Enviro Links: Moratorium Judge Ditches Energy Stocks, Alex Threatens Gulf, and More


In BP oil disaster news:

Thousands of people around the United States gathered on their local beaches on Saturday for Hands Across the Sand, in protest of offshore drilling. In Florida, hundreds gathered on an oil-slicked strip of Pensacola Beach, including Gov. Charlie Crist.

Here are some heartbreaking images of those Pensacola beaches.

Martin Feldman, the federal court judge who blocked the Obama administration’s moratorium on new offshore drilling sold off his stock in a number of energy companies, including his investments in Transocean. But he waited to sell his stock in ExxonMobil until just five hours before he ruled to overturn the six-month drilling pause.

The National Weather Service raised the classification of Alex, the season’s first major Gulf storm, back up to a tropical storm on Sunday evening. While it does not appear likely to hit the oiled region of the Gulf at this point, the storm has raised anxieties about what a severe storm might mean for residents.

Nalco, the chemical company that makes the dispersant that BP has been using in unprecedented volumes in the Gulf, has hired some high-caliber lobbyists.

Shell’s CEO doesn’t think that the Gulf disaster will impact offshore drilling in the US.

Former half-term Alaska Gov. Sarah Palin is still bashing Obama’s oil spill response, and reporters are still dutifully writing about it.

In climate news:

President Obama’s bipartisan meeting on energy policy has been rescheduled for Tuesday.
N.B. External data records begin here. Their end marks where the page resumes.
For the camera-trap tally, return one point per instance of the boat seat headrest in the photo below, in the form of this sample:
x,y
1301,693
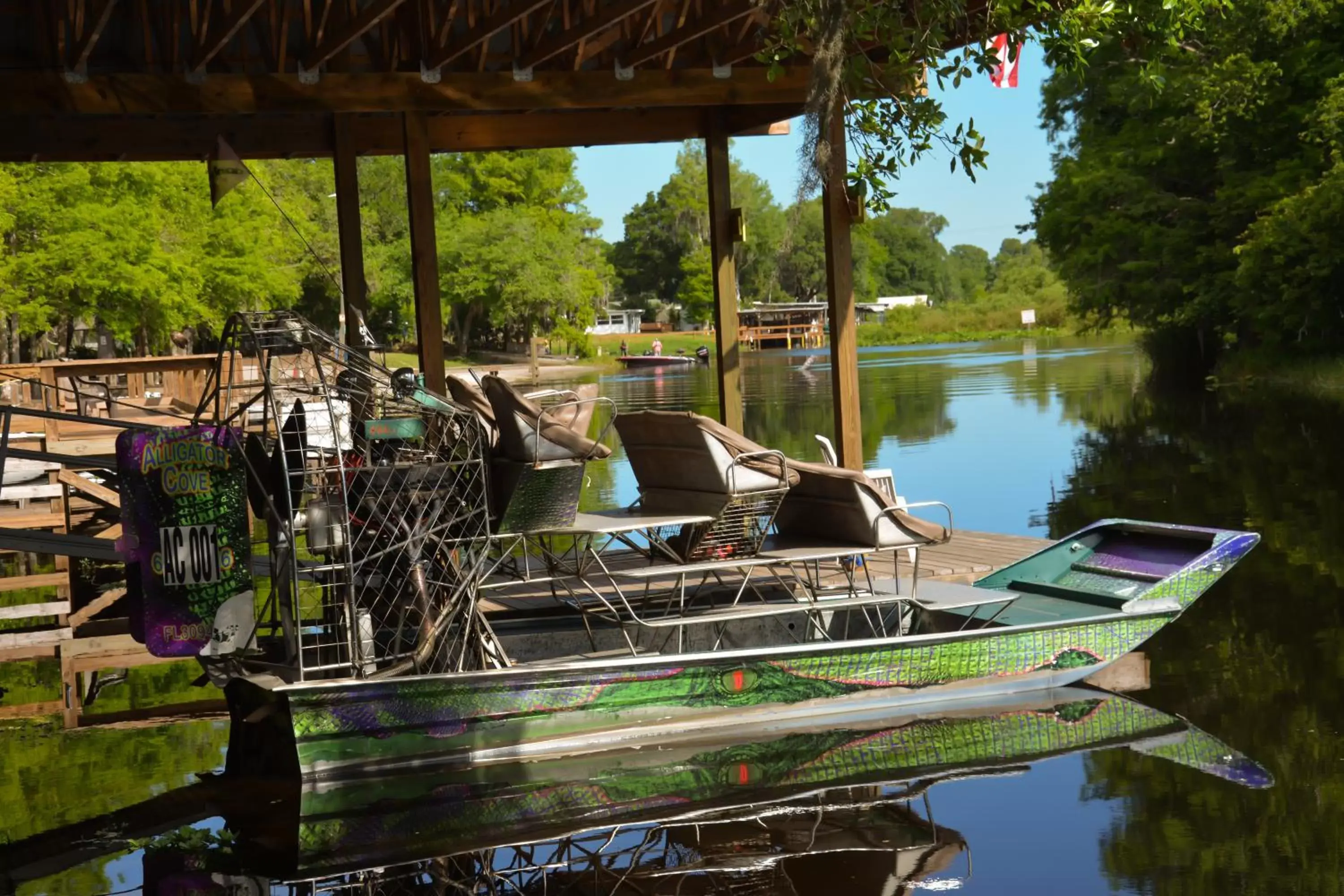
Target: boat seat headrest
x,y
687,450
Jeff Bingaman (D-N.M.) says he doesn’t see 60 votes for a climate bill in the Senate.

In a pleasant and surprising turn of events, on Sunday G20 nations agreed to remove the word “voluntary” from the pledge to cut fossil fuel subsidies that will be included in the final communiqué.

And in other environmental news:

Scientists have discovered that Jupiter has a very stinky moon.

An Alberta judge has found the oil company Syncrude Canada, the biggest producer in the tar sands, guilty in the deaths of 1,600 ducks. The ducks met their untimely end in 2008 after landing on a toxic pond.